INVESTIGADORES
ABELEDO Leonor Gabriela
congresos y reuniones científicas
Título:
Waterlogging in wheat and barley and its effect on grain yield generation
Autor/es:
DE SAN CELEDONIO RP; ABELEDO LG; MIRALLES DJ
Lugar:
Bento Goncalves
Reunión:
Congreso; 6th International Crop Science Congress; 2012
Institución organizadora:
International Crop Science Society
Resumen:
Waterlogging induces reductions in yield of grain crops, and the magnitude of that loss depends on the crop phenological stage when waterlogging occurs. Under farm conditions, yield losses as a result of waterlogging are often lower in wheat than in barley. However, it is not well-identified the ontogenic stages where waterlogging is more detrimental to reduce yield and the ecophysiological mechanisms involved in the response of wheat and barley to that stress. The objective of the work was to study the effect of short-term waterlogging events during ontogeny of wheat and barley on yield generation in order to indentify the most susceptible period to the stress. For that purpose, two experiments were carried out under contrasting environmental conditions (sowing in July, under greenhouse, and sowing in September, under field conditions), where one wheat and one barley cultivars were exposed to five sequences of waterlogging events from emergency to physiological maturity (L1-L4, L4-L7, L7-L10, L10-At, At-PM; where L: number of leaf appeared in the main stem, At: anthesis, PM: physiological maturity) with a duration of 15-20 days each event. Yield losses were between 0-74% for barley and 4-92% for wheat, depending on sowing date and the moment when waterlogging was imposed. Main losses in yield were, in both species, with treatments immediately previous to anthesis (mean losses respect to the control of 66% in barley and 85% in wheat), and reductions where greater with the latest sowing date. In barley, yield losses were explained by reductions in total biomass at maturity while in wheat yield reductions were associated with decreases in both biomass at maturity and harvest index.

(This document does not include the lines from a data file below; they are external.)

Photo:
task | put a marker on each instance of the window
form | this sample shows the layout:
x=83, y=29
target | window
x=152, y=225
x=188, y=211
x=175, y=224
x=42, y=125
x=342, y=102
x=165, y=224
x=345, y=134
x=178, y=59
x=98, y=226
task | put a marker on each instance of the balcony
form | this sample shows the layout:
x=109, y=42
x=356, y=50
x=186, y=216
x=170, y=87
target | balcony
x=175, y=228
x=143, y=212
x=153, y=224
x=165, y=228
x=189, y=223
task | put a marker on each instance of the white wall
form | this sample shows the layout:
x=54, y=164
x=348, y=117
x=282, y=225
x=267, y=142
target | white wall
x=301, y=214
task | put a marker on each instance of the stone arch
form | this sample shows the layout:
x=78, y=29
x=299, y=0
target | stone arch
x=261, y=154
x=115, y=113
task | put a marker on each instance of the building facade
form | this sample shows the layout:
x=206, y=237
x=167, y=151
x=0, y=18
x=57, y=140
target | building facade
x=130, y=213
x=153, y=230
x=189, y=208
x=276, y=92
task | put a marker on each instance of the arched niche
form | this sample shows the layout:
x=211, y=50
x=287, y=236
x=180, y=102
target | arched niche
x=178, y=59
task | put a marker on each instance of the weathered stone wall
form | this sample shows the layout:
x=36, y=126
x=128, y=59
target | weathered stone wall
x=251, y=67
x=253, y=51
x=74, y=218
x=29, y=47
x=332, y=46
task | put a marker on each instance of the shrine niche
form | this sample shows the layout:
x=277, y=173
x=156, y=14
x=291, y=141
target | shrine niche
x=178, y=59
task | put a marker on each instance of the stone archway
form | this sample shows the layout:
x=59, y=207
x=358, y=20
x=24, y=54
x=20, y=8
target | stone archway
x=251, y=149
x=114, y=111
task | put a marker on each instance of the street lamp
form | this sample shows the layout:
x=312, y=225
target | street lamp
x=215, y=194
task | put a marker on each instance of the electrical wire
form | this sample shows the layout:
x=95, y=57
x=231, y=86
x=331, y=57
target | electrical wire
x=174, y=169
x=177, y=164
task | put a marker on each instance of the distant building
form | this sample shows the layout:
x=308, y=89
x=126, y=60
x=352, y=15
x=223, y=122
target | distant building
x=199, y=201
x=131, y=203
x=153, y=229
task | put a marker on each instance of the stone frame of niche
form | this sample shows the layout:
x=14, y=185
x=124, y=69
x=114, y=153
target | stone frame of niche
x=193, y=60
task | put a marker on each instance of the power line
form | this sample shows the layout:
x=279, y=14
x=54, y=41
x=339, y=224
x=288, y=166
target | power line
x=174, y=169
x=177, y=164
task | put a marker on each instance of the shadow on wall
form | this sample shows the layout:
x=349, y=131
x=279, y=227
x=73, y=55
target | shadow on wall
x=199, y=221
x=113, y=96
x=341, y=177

Number of spikes per plant was the main numerical component affected in barley, while yield losses in wheat were associated with reductions in number of grains per spike. Grain weight (in main stem and tillers) was also strongly affected in both species with waterlogging events previous to anthesis and during grain filling period. To conclude, waterlogging negatively affected grain yield of wheat and barley with similar magnitude, but the yield sub-components were differently affected between species. Timing around anthesis was identified as the most susceptible period to waterlogging in wheat as well as in barley. Exposing the crop to a more stressful environment, by delaying the sowing date, magnified the response but it did not modify the sensitive timing to waterlogging.